The store manager at Dapper Street in Wantage Market Place said he understood police were now investigating a criminal gang suspected to be behind the burglary.

And a 16-year-old boy from Didcot arrested a day after the September 23 raid was released on Monday without charge and will face no action.

The store manager, who asked to remain anonymous, told the Oxford Mail: “I had the police turn up last week because they wanted to verify some information.

“They said they had found some of our stock at an address and wanted me to verify it, and just from the barcode I could tell the items were ours.

“The police said the address was linked to this gang and they have got some leads.”

He added: “When the police told us it was a gang we all just looked at each other and realised this wasn’t just a chance burglary.”

He said the address that was raided was not in Wantage but did not reveal exactly where it was.

The store manager said the work police were doing was “brilliant” and said all staff were keen to see the perpetrators charged.

He added: “If it stops someone else being hit like we were, we would want to see them brought to justice.”

Dapper Street director Stephen Graham said the shop’s CCTV footage showed men in hooded tops using a ladder to get into a first-floor window of the shop at about 4am.

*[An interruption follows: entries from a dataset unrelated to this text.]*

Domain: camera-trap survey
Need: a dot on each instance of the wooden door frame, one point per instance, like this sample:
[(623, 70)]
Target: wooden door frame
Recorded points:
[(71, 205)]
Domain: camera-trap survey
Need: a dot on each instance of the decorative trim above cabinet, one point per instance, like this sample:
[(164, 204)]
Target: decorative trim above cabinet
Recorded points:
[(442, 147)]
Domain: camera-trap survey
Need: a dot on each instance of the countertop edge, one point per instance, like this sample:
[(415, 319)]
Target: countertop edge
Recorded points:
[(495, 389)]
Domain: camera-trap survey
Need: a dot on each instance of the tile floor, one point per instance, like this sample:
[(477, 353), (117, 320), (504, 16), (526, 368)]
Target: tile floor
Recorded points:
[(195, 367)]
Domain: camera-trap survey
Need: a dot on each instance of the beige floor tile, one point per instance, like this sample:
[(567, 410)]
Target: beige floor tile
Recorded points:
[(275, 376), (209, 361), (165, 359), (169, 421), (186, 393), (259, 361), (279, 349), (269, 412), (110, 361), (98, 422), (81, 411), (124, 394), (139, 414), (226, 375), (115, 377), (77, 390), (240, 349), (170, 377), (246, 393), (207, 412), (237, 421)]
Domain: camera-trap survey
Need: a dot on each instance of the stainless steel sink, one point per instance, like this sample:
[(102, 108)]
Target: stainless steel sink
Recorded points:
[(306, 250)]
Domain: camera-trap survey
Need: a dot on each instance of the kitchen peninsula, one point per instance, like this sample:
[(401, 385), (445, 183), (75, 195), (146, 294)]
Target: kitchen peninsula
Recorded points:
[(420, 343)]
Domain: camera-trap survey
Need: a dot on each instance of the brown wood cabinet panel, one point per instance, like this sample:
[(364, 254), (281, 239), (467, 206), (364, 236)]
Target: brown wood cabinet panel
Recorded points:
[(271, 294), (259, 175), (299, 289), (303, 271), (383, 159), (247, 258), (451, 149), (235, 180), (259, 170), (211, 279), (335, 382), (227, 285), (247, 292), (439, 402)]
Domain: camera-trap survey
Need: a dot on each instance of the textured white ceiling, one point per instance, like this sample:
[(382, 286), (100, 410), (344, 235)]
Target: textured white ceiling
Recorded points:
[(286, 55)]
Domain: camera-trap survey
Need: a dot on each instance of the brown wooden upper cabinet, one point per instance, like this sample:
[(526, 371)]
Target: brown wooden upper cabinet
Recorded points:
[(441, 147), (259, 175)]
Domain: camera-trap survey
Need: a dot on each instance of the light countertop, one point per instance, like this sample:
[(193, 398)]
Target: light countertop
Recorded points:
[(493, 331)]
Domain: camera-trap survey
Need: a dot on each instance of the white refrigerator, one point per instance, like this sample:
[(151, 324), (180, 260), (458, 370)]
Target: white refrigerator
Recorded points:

He said two men climbed the ladder and then used a crowbar to force open the window of the 500-year-old building which used to house Badger’s Menswear.

Clothes stolen were high-price brands like Barbour, Superdry, Lyle and Scott and Fred Perry amounting to £15,000 or £20,000.

The men apparently did not go up or downstairs from the first floor and the company said no computers or cash were stolen.

Staff arrived at 8.30am to discover the break-in and found a ladder and crowbar on the ground in front of the shop.

The following day police forensics officers combed the shop looking for footprints and fingerprints.

The shop has said even if the clothes were recovered, it would not be able to sell them as they would be damaged.

The manager said: “Even some of the stock left in the shop was damaged beyond use because they’d walked over it with dirty shoes, then the stuff they stole they threw it out the window in the street.”

Thames Valley Police said it was still investigating but would not give any other details.